Re: need help creating a summary

I just tried your code, it does not work. Please test the code and confirm that it works.

--
Paige Miller
Obsidian | Level 7

Re: need help creating a summary

update to code has already been posted, sorry for the inconvenience
PROC Star

Re: need help creating a summary

What does "mismatch" mean?

--------------------------
The hash OUTPUT method will overwrite a SAS data set, but not append. That can be costly. Consider voting for Add a HASH object method which would append a hash object to an existing SAS data set

Would enabling PROC SORT to simultaneously output multiple datasets be useful? Then vote for
Allow PROC SORT to output multiple datasets

--------------------------
Obsidian | Level 7

Re: need help creating a summary

the initial data before it was reduced to this data was to match record from 2 different data sets, the match/nomatch indicates if a match was found.
Super User

Re: need help creating a summary

You need to provide a bit of information as to exactly what "TOTAL" and "% of match by the bucket value" means. I might guess that Total is a count of records for the store but in case it is something else. But the requested percentage needs a clear definition of what each numerator and denominator used should be especially since you seem to imply that MISMATCH is a category under Bucket when it is a different variable.

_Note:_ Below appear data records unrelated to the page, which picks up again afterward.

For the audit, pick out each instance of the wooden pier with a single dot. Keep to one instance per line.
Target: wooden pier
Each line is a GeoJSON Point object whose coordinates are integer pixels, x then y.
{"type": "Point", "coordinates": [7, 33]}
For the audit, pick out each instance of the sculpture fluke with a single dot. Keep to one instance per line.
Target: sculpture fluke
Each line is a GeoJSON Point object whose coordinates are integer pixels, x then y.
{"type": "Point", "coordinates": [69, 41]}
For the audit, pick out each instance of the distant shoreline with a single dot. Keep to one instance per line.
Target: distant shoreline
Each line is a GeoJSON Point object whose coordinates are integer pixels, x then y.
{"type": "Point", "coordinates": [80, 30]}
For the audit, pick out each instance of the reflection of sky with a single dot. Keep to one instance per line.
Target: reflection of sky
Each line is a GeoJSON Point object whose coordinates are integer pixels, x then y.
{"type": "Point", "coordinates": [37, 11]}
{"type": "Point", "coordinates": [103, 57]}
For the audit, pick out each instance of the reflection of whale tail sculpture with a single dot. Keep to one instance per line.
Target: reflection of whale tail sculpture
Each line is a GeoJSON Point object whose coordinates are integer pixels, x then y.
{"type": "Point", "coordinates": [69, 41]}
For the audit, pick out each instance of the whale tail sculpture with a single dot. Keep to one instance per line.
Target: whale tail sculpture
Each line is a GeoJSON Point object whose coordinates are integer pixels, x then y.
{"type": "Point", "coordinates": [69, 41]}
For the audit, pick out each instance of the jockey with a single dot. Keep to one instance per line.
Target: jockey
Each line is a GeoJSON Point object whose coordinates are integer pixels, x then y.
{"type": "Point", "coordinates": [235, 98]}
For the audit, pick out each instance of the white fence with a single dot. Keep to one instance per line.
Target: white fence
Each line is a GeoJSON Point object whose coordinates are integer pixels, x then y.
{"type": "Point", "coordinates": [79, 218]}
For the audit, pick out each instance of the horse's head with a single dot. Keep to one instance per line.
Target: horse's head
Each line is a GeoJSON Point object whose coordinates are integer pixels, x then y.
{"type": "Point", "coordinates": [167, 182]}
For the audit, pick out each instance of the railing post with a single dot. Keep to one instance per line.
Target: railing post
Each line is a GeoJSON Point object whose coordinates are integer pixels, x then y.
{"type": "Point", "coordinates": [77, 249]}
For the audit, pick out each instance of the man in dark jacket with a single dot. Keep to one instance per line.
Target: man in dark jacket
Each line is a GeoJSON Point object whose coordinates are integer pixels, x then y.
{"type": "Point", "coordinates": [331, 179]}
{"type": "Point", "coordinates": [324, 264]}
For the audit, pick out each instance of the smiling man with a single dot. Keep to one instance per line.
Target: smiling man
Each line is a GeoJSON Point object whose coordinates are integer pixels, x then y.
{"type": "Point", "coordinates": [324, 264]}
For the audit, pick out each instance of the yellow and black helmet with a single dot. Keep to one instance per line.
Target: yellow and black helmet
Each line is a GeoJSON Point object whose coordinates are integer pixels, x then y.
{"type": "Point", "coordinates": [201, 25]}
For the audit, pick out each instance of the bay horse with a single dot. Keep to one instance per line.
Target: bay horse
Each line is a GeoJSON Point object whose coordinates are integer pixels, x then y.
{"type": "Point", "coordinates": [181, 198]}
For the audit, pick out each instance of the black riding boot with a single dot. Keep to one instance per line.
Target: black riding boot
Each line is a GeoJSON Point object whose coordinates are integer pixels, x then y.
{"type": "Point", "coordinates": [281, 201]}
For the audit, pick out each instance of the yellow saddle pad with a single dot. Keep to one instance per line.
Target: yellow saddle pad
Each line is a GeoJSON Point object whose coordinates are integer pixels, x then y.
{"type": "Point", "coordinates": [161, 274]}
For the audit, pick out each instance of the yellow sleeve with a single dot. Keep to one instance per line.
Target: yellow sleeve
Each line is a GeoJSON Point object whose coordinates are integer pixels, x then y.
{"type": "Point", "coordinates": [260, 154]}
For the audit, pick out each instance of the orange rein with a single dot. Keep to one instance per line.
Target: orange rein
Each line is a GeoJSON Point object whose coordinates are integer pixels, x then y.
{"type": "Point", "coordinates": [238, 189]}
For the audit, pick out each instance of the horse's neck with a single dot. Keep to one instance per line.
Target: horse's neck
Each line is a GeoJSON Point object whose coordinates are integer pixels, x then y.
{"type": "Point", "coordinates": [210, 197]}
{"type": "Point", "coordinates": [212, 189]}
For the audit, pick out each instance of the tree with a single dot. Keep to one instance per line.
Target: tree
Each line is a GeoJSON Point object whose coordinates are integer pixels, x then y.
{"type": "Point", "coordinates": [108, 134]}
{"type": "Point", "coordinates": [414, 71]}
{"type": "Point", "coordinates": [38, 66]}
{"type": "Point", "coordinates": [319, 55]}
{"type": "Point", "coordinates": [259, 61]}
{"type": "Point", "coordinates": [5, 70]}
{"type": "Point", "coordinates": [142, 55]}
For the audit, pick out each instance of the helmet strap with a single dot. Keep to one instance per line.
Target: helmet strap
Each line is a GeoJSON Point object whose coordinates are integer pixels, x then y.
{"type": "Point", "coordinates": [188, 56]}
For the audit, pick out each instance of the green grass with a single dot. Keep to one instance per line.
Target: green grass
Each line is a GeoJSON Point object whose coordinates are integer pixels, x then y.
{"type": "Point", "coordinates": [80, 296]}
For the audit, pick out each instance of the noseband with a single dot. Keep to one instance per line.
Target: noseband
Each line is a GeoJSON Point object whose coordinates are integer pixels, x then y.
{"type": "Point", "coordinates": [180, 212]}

I suspect that your data is in for some significant reformatting and/or additional variables to get a report like that.

Obsidian | Level 7

Re: need help creating a summary

here are some more details that may help, this is an image of the sample the report requestor provided:

Column H: is the number of mismatch or nomatch records for that store number.

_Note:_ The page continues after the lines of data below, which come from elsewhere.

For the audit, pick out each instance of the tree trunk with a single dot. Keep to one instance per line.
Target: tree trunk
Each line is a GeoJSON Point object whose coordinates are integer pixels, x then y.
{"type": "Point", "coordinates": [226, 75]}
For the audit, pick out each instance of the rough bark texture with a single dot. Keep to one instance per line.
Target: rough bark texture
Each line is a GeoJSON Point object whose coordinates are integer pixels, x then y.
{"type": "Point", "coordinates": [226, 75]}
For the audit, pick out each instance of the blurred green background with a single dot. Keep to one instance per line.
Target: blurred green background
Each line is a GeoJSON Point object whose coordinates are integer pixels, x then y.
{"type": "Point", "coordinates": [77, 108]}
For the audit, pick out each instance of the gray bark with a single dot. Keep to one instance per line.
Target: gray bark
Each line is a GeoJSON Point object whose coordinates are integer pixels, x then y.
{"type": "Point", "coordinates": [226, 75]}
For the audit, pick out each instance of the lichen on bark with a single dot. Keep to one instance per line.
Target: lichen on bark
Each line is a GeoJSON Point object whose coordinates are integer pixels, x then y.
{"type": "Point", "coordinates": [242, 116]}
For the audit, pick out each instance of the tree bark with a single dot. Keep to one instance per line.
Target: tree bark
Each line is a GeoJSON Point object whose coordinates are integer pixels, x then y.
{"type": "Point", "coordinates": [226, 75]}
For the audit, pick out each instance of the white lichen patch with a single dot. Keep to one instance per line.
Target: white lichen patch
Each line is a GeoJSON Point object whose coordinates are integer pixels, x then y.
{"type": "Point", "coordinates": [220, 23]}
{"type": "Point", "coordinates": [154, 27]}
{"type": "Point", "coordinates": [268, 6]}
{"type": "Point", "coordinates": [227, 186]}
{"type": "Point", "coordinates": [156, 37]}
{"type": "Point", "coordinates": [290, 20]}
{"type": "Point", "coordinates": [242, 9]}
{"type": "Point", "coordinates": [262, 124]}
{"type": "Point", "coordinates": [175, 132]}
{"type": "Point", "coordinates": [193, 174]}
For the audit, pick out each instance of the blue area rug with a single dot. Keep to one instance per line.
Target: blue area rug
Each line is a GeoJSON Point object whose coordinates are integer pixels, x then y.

Column J: %mismatch =H18/I18

Column I:  Total of (both match and mismatched) is the number of records for 1-6 + #of mismatch

Starting at column K:

% of matched by aging bucket?  - 7 matched out of 35 (sum of 1-6=7)/total? 7/35=.2 or 20%

In the original sample I provided the format was a little different.  but I think they just moved the mismatch% to the end of the buckets.

Thank you all for your help with this

Obsidian | Level 7

need help creating a summary - Updated information

I have worked on this all day and am making some progress but still need some help.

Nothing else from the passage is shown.